Aortic pulse-wave velocity (PWV) is a measure of aortic stiffness that has a prognostic role in various diseases and in the general population. A number of methods are used to measure PWV, including Doppler ultrasound. Although echocardiography has been used for PWV measurement, to the authors' knowledge, it has never been tested against an invasive reference method at the same time point. Therefore, the aim of this study was to compare prospectively an echocardiographic PWV measurement, called echo-PWV, with an invasive study.

Methods

Forty-five patients (mean age, 66 years; 60% men) underwent simultaneous intra-arterial pressure recording and echocardiographic Doppler flow evaluation during elective cardiac catheterization. Proximal pressure and Doppler waveforms were acquired in the aortic arch. Distal pressure waveforms were registered in the right and distal Doppler waveforms in the left external iliac artery. Transit time was measured as a delay of the foot of pressure or Doppler waveform in the distal relative to the proximal location.
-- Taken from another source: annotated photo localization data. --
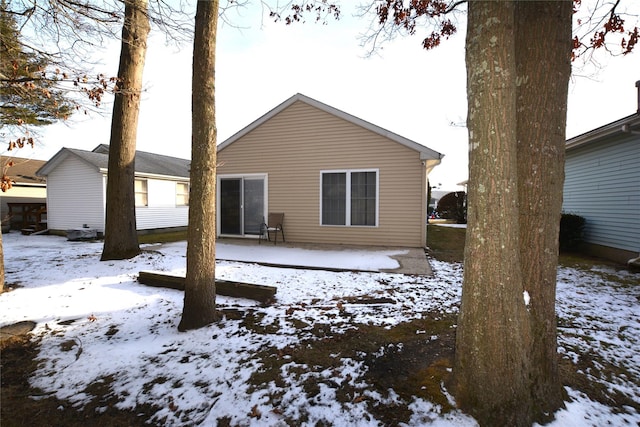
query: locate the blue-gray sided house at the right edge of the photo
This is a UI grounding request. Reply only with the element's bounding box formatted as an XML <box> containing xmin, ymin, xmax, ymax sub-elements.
<box><xmin>562</xmin><ymin>93</ymin><xmax>640</xmax><ymax>263</ymax></box>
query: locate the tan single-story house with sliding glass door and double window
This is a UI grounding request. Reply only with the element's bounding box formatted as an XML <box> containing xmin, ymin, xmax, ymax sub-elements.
<box><xmin>217</xmin><ymin>94</ymin><xmax>443</xmax><ymax>247</ymax></box>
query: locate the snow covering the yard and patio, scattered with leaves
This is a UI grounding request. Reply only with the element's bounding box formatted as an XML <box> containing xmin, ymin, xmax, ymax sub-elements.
<box><xmin>0</xmin><ymin>233</ymin><xmax>640</xmax><ymax>426</ymax></box>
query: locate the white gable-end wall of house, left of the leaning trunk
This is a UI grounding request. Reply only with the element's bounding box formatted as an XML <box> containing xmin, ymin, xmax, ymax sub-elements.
<box><xmin>47</xmin><ymin>155</ymin><xmax>104</xmax><ymax>232</ymax></box>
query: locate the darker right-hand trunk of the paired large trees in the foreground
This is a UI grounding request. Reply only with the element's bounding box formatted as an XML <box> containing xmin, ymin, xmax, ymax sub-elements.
<box><xmin>516</xmin><ymin>1</ymin><xmax>572</xmax><ymax>422</ymax></box>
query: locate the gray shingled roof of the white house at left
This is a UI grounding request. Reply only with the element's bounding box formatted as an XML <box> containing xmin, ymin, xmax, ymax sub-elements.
<box><xmin>36</xmin><ymin>144</ymin><xmax>191</xmax><ymax>179</ymax></box>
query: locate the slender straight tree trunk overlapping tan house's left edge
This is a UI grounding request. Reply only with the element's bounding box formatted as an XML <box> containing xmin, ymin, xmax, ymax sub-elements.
<box><xmin>178</xmin><ymin>0</ymin><xmax>218</xmax><ymax>331</ymax></box>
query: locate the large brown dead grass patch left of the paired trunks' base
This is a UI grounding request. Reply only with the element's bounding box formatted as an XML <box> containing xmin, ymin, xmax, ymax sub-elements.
<box><xmin>245</xmin><ymin>315</ymin><xmax>455</xmax><ymax>425</ymax></box>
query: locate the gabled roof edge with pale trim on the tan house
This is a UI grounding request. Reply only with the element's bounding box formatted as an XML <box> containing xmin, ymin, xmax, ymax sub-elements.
<box><xmin>218</xmin><ymin>93</ymin><xmax>444</xmax><ymax>164</ymax></box>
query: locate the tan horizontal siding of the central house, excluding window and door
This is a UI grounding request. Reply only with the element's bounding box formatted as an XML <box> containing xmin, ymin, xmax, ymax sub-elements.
<box><xmin>218</xmin><ymin>102</ymin><xmax>426</xmax><ymax>247</ymax></box>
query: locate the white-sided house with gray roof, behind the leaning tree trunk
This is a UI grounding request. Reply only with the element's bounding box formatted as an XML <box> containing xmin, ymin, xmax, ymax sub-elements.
<box><xmin>37</xmin><ymin>145</ymin><xmax>190</xmax><ymax>233</ymax></box>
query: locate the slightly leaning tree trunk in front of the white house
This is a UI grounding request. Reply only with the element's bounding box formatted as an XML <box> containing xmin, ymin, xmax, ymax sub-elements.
<box><xmin>101</xmin><ymin>0</ymin><xmax>150</xmax><ymax>261</ymax></box>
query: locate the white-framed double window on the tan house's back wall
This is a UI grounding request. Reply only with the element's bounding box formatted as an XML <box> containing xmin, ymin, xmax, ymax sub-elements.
<box><xmin>320</xmin><ymin>170</ymin><xmax>378</xmax><ymax>226</ymax></box>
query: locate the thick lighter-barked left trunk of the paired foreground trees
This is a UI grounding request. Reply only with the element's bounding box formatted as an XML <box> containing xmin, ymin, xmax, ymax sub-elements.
<box><xmin>454</xmin><ymin>1</ymin><xmax>531</xmax><ymax>426</ymax></box>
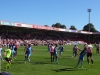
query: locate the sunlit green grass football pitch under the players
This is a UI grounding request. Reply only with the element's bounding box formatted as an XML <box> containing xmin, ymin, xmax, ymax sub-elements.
<box><xmin>1</xmin><ymin>45</ymin><xmax>100</xmax><ymax>75</ymax></box>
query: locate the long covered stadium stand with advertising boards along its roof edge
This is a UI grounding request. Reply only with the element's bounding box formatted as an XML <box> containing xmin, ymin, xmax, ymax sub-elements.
<box><xmin>0</xmin><ymin>21</ymin><xmax>100</xmax><ymax>45</ymax></box>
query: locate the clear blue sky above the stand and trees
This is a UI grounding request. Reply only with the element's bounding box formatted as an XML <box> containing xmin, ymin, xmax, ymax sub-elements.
<box><xmin>0</xmin><ymin>0</ymin><xmax>100</xmax><ymax>31</ymax></box>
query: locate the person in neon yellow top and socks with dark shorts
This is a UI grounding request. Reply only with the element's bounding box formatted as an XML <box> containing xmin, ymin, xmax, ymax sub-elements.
<box><xmin>4</xmin><ymin>46</ymin><xmax>12</xmax><ymax>69</ymax></box>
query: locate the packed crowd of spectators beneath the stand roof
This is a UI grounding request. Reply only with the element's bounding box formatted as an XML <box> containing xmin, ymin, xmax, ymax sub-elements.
<box><xmin>0</xmin><ymin>32</ymin><xmax>84</xmax><ymax>45</ymax></box>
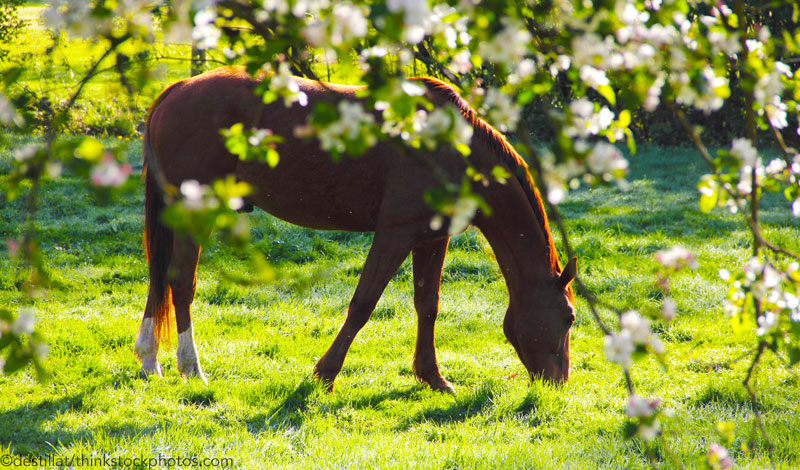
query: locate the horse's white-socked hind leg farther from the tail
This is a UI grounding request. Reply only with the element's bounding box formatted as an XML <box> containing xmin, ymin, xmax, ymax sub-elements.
<box><xmin>169</xmin><ymin>236</ymin><xmax>208</xmax><ymax>383</ymax></box>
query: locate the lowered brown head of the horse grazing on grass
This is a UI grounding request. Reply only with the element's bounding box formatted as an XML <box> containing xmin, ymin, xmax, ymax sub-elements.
<box><xmin>503</xmin><ymin>258</ymin><xmax>576</xmax><ymax>383</ymax></box>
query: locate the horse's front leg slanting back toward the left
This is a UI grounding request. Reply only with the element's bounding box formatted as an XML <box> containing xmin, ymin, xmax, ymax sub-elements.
<box><xmin>314</xmin><ymin>229</ymin><xmax>412</xmax><ymax>390</ymax></box>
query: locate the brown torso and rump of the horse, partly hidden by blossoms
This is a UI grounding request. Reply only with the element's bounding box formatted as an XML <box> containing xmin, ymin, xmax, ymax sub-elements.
<box><xmin>148</xmin><ymin>68</ymin><xmax>444</xmax><ymax>231</ymax></box>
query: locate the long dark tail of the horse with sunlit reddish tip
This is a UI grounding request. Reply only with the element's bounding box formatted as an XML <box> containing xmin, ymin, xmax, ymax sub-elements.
<box><xmin>142</xmin><ymin>95</ymin><xmax>174</xmax><ymax>344</ymax></box>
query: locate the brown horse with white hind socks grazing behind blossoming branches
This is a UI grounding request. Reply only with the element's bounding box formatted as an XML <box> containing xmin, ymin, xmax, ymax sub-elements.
<box><xmin>135</xmin><ymin>68</ymin><xmax>575</xmax><ymax>391</ymax></box>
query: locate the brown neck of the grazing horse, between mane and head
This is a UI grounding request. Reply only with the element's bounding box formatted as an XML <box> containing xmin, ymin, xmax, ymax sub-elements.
<box><xmin>476</xmin><ymin>179</ymin><xmax>557</xmax><ymax>298</ymax></box>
Distance was measured on the catheter for invasive PWV and over the surface for echo-PWV. Echo-PWV was calculated as distance divided by transit time.

Results

In the whole group, mean invasive PWV was 9.38 m/sec and mean echo-PWV was 9.51 m/sec (P = .78). The Pearson' correlation coefficient between methods was 0.93 (P < .0001). A Bland-Altman plot revealed a mean difference between invasive PWV and echo-PWV of 0.13 ± 0.79 m/sec.

Conclusions

Echo-PWV, based on Doppler echocardiography, is a reliable method of aortic PWV measurement, with a close correlation with invasive assessment. Wider implementation of the echo-PWV method for the evaluation of aortic wall stiffness can further expand the clinical and scientific utility of echocardiography.